Strike 1. Nostalgia
It’s exactly 12:41am today and I can still feel my heart beating so fast. Why? Nostalgia. I just finished watching a number of videos of my college days in my laptop and I terribly miss my classmates. It’s been almost a year since we all gathered together complete and I long for that moment to come again.
The humour that we have is just so extraordinary for me and I am so thankful that I was able to capture some funny moments with them, even though the ones in my file put together are not even close to describe how we love being with one another even just for a short while. I call the experience, “The True Cracking Laughter”.

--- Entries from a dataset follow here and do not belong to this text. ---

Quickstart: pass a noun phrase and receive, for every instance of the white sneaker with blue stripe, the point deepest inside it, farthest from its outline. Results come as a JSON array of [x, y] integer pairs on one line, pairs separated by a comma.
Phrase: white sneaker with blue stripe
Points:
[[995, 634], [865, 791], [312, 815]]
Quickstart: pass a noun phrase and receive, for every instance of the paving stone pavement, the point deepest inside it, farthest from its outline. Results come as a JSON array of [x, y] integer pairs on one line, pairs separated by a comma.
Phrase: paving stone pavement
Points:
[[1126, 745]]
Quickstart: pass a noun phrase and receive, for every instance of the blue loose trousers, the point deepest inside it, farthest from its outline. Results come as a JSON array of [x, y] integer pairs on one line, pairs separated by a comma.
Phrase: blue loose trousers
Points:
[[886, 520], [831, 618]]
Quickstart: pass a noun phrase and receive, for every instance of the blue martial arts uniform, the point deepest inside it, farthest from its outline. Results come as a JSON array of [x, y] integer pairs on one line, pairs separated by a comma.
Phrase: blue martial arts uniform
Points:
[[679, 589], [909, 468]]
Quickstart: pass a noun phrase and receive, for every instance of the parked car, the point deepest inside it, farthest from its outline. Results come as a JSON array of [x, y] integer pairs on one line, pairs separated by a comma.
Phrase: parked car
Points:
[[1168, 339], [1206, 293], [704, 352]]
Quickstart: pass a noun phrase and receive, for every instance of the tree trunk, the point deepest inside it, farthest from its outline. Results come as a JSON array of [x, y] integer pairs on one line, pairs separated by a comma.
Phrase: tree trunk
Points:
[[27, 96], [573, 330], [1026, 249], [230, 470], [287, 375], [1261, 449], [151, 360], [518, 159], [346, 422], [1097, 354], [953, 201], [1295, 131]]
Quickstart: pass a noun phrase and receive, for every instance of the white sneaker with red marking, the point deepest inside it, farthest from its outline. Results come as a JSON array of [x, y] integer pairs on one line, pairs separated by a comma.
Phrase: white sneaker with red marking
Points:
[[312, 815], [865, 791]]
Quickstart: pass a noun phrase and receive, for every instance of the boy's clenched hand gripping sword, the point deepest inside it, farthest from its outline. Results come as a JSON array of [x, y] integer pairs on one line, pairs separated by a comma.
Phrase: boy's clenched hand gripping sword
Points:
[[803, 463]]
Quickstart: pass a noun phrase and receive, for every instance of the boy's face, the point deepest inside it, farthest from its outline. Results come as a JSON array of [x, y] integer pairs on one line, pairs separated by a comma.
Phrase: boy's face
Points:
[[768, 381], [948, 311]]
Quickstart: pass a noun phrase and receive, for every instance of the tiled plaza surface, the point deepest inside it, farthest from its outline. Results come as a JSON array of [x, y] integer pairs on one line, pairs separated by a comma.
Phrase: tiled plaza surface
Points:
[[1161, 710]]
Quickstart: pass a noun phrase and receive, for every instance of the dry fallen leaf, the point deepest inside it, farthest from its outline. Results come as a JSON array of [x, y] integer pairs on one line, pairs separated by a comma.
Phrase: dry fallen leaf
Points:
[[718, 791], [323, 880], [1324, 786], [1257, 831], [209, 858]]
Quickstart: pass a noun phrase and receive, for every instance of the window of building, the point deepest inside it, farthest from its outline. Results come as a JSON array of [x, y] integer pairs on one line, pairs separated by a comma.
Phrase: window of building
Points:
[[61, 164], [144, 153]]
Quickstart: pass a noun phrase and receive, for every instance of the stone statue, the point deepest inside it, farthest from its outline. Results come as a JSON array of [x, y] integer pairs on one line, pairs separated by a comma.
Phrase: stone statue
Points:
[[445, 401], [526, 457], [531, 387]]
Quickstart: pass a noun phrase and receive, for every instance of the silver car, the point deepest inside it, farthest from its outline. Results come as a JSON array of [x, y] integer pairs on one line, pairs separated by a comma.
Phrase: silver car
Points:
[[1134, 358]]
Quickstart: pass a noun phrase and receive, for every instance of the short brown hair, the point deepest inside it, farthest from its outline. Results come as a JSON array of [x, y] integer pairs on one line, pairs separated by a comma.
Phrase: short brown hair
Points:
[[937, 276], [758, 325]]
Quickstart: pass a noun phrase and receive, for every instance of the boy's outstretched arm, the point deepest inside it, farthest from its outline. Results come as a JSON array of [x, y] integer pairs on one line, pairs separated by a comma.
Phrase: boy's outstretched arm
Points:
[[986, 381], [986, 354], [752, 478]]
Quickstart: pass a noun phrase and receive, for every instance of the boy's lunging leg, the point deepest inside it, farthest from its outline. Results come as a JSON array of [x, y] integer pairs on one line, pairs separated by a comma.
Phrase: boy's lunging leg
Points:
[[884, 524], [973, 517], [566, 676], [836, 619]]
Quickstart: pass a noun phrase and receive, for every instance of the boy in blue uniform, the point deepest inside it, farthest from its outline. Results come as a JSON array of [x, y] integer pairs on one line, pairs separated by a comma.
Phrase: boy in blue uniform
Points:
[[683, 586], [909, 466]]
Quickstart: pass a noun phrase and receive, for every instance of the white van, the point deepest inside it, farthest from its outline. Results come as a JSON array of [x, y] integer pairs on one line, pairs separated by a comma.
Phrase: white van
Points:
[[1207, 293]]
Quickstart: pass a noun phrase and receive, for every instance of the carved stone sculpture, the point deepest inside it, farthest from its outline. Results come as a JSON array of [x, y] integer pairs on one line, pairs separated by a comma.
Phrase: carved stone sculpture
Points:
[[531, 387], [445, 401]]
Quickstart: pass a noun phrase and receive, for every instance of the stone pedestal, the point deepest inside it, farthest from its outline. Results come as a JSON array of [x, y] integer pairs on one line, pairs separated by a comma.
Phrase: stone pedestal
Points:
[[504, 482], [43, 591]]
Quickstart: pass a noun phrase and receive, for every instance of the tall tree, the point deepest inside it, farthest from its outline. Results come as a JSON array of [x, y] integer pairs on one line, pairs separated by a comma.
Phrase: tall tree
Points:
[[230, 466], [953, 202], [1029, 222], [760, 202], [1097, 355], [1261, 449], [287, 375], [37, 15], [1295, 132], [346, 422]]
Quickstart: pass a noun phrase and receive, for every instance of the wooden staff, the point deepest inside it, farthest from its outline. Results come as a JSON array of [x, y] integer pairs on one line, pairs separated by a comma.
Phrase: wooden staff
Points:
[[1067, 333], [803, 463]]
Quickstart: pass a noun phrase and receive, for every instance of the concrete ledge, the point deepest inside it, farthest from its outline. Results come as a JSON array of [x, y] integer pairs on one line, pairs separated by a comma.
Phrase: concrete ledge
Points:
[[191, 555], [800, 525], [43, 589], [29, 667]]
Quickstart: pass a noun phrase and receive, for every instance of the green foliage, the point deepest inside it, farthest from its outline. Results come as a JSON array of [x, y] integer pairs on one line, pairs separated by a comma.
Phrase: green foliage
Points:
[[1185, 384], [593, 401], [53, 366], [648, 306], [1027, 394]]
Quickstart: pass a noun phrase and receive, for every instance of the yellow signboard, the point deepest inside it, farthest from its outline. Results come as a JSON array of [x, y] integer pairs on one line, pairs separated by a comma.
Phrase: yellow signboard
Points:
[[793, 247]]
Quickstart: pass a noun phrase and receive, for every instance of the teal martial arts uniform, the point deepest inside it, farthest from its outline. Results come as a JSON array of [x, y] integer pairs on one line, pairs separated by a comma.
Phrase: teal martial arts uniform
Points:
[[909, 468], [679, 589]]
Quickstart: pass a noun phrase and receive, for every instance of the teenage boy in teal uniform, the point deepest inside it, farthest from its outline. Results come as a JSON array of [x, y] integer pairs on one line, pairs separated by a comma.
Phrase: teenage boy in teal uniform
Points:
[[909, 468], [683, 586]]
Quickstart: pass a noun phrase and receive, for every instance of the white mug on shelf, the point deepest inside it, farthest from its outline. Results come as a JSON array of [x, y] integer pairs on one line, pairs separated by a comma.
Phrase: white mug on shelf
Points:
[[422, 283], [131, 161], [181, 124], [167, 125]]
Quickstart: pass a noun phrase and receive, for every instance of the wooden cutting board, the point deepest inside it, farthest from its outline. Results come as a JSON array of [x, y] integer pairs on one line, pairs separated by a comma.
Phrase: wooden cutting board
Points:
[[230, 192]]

My having a new environment without them makes me think of how life really HAS to change. It’s like watching some beautiful scenery while you’re in a train; and as the train went along, you are to let go of the bliss and give your attention to another one.
It’s true that life is full of choices. Life is full of choices with dead-end options.
I have found my first ever job and I had to live in an apartment with a new roommate and all. It’s been over a month since I had this change and living apart from my family is not that a big deal for me anymore, I’m a big girl and my pool of interest just gets on getting bigger and bigger, for me to have to worry about spending my time without my family.
Now I see myself as a very small creature in a very big world. Then, I see myself as a girl who loves living within the borders because nothing is of much importance out there.
But sometimes it just strikes me, us. Nostalgia. I wish I could go back from being the latter.